Nourished by God’s Word

Sacred words are a means of grace, a sacrament of Christ, a tool of the Spirit. Attentive listening with “ears that hear” is our way to appropriate these words, receive the sacrament, and be shaped by the Spirit. Just as Jesus taught, “we do not live by bread alone”; but we are nourished by the words God feeds us. These words sustain and support our shared life in Christ. Through attentive listening, we demonstrate our devotion to God. We do not simply listen; we listen worshipfully!

Truly, listening is a spiritual discipline. Don’t let anyone convince you that listening is passive or non-participatory. Those who say such things simply don’t know what they are talking about. Listening is hard work. It demands much of us. It requires that we take the focus off ourselves in order to become attentive to another. We must surrender ourselves to the other in order to listen attentively. This is infinitely magnified when we give ourselves over to the Wholly Other in order to hear words unlike all others – sacred words of spirit, truth, and life.



Appendix: Prayers Referenced

My Lord God, I have no idea where I am going. I do not see the road ahead of me. I cannot know for certain where it will end. Nor do I really know myself, and the fact that I think that I am following your will does not mean that I am actually doing so. But I believe that the desire to please you does in fact please you. And I hope I have that desire in all that I am doing. I hope that I will never do anything apart from that desire. And I know that if I do this, you will lead me by the right road though I may know nothing about it. Therefore I will trust you always though I may seem to be lost in the shadow of death. I will not fear, for you are ever with me, and you will never leave me to face my perils alone. (Thomas Merton)
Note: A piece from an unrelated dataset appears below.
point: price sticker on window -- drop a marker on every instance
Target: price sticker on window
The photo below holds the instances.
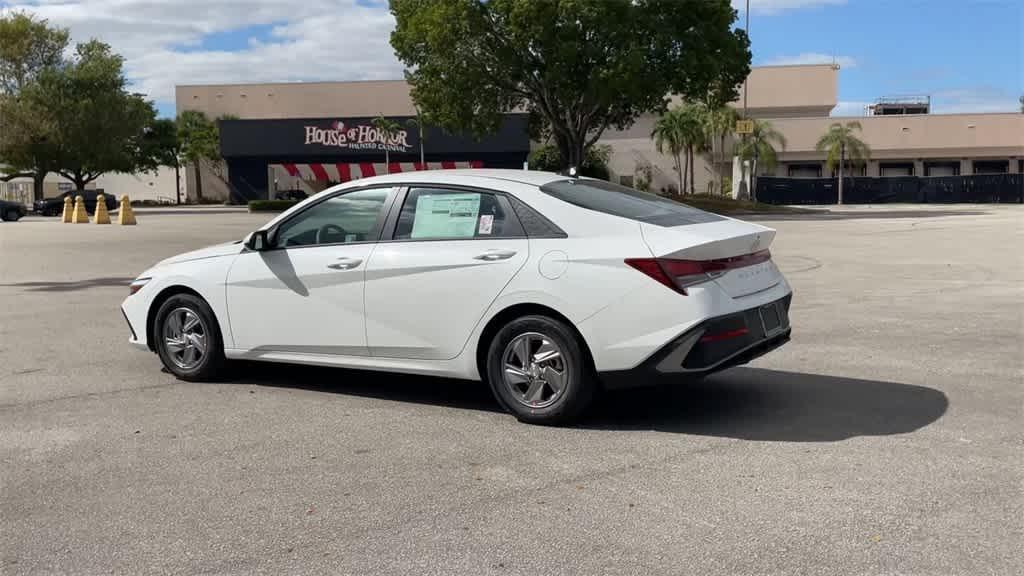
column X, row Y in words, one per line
column 486, row 222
Lord, make me an instrument of your peace,
Where there is hatred, let me sow love;
Where there is injury, pardon;
Where this is discord, unity;
Where there is doubt, faith;
Where there is despair, hope;
Where there is darkness, light;
Where there is sadness, joy;
O Divine Master, grant that I may not so much seek…
To be consoled as to console;
To be understood as to understand;
To be loved as to love.
For it is in giving that we receive;
It is in pardoning that we are pardoned;
And it is in dying that we are born to eternal life.
(St. Francis)

God, Grant me the serenity to
Accept the things I cannot change,
Courage to change the things I can,
and the Wisdom to know the difference.
Living one day at a time;
Enjoying one moment at a time;
Accepting hardship as the pathway to peace.
Taking, as He did, this sinful world as it is, not as I would have it.
Trusting that He will make all things right if I surrender to His Will;
That I may be reasonably happy in this life,
and supremely happy with Him forever in the next. Amen. 
(Reinhold Neibuhr)


[1] “The first service that one owes to others in the fellowship consists in listening to them. Just as love to God begins with listening to His Word, so the beginning of love for the brethren is learning to listen to them... ...he who can no longer listen to his brother will soon be no longer listening to God either; he will be doing nothing but prattle in the presence of God too.” Bonhoeffer, Dietrich, Life Together (New York: Harper and Row, 1954), 97, 98.

[2] “You will keep on hearing, but will not understand… For the heart of this people has become dull, and with their ears they scarcely hear” (Matthew 13:14-15)

[3] “Most people do not listen with the intent to understand; they listen with the intent to reply.” – Stephen Covey.

[4] Note that this does not change Timothy’s call to preach the word, nor does it undermine the monumental spiritual importance of the preaching event (2 Tim 4:1-2).

[5] J. Francis Stroud, Praying Naked: The Spirituality of Anthony de Mello (New York: Image Books, 2005), 32.